Dicono che questa fosse l'isola delle Sirene, il luogo dove, con il loro canto, ubriacavano i marinai che non avevano poi tanta voglia di tornare a casa. Si dice che, durante il mese di agosto, qualcuna ritorni qui e faccia sentire ancora il suo canto.
La videro il giorno stesso del loro arrivo. Quando erano scesi alla spiaggia di sabbia nera, bollente, che costringeva a camminare veloci.
Luca la notò proprio quel pomeriggio, mentre usciva dall'acqua. Era immersa a metà e si schermava gli occhi dal sole. Il seno nudo era teso e lui si sorprese, vergognandosi, a guardare le piccole tettine su quel corpo nervoso, pronto a scattare.
Capì subito che non si trattava di una turista. Il colore della sua pelle, impastato di terra scura, denotava una consuetudine col sole che hanno le donne di queste parti. E il profilo, non dolce, dal naso importante la faceva una discendente delle korai greche.
Era diversa la sua pelle da quella di Giulia, troppo bianca, delicata, da sembrare senza sangue.
La moglie, seduta al suo fianco, protetta dall'ombrellone, ogni tanto alzava il viso dal libro e si faceva stordire dalla bellezza del paesaggio. Il mare, il cielo, della stessa tonalità, erano divisi dalla linea dell'orizzonte che pareva tracciata con pastello e righello. Si lasciava cullare dal silenzio del luogo, che stordiva come una ninna nanna cantilenante.
Anche a lei corse lo sguardo alla ragazza stesa su una stuoia che si lasciava asciugare dal sole. Pareva scolpita nelle pietre nere del luogo, il suo seno piccolo e duro pareva fatto apposta per essere stretto nel palmo di una mano.
Chissà dove stava guardando. Perché, lo sentiva, dietro gli occhiali quadrati anni 70 non stava dormendo o scrutando il vuoto.
Verso sera, salirono lentamente, lungo la scala incisa nella pietra che portava alla strada, a monte. Lasciarono andare avanti una coppia di turisti tedeschi e si voltarono verso il mare dal quale arrivava odore di salsedine. Alla fine della salita, videro di nuovo la ragazza. Stava in piedi, sull'altro ciglio della strada con indosso un pareo verde a fantasia indiana e un reggiseno dello stesso colore. Indossava sempre gli occhialoni scuri anni 70.
Si fermò un ragazzo in motorino, - Hey Rosita! - gridò per coprire il rumore forte che mandava la marmitta scassata. Gli si avvicinò e lo baciò sulla bocca, a lungo, quasi con ostentazione, poi si accomodò dietro e partirono, inerpicandosi per la strada serpentina. Anche la coppia si mise dietro loro a piedi, con le borse di paglia e l'ombrellone sotto il braccio.

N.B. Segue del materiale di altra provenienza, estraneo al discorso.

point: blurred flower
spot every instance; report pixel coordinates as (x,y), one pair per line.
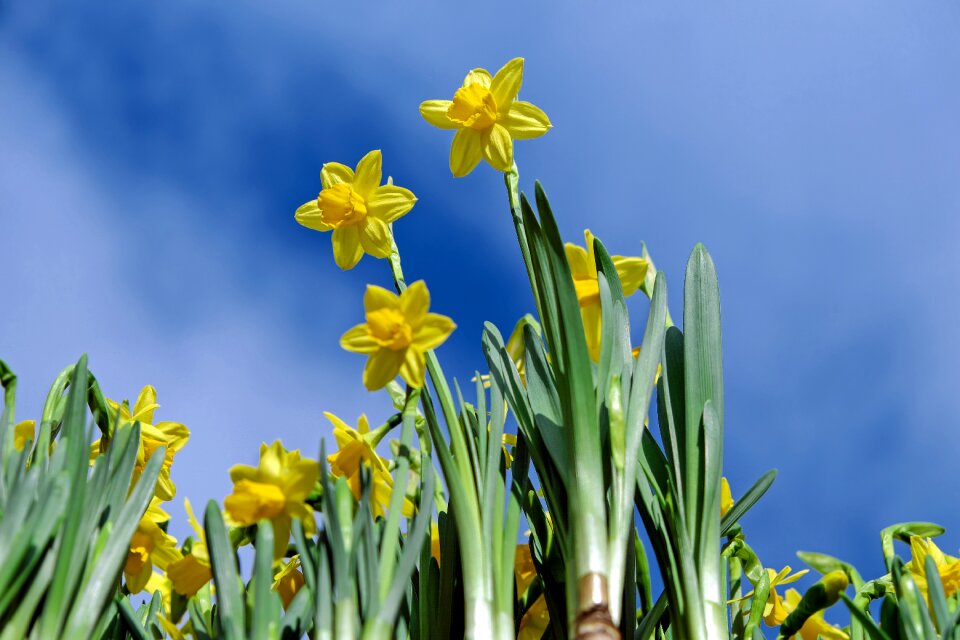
(815,627)
(288,580)
(189,573)
(171,435)
(583,267)
(357,208)
(948,567)
(276,490)
(22,433)
(537,618)
(397,334)
(726,498)
(487,117)
(150,547)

I giorni di Luca e Giulia trascorrevano lenti sull'isola. Avevano dimenticato, ancora non sapevano come, gli orologi sul traghetto e assieme ad essi le agende e le foto dei due figli adolescenti. Avevano affittato una casa bianca di calce vicino al paese, anche se era difficile chiamare così quel grumo di case che bolliva nell'odore delle ginestre. Ogni mattina scendevano alla spiaggia, a piedi, lungo il sentiero sterrato, fermandosi di tanto in tanto a guardare il mare, dove la costa del continente era inghiottita da un caleidoscopio di azzurro. L'odore del mare dava all testa uno stordimento leggero. Ed era un odore forte, di vita che batteva sulle tempie.
Ed era Rosita, che ogni giorno si faceva trovare in spiaggia.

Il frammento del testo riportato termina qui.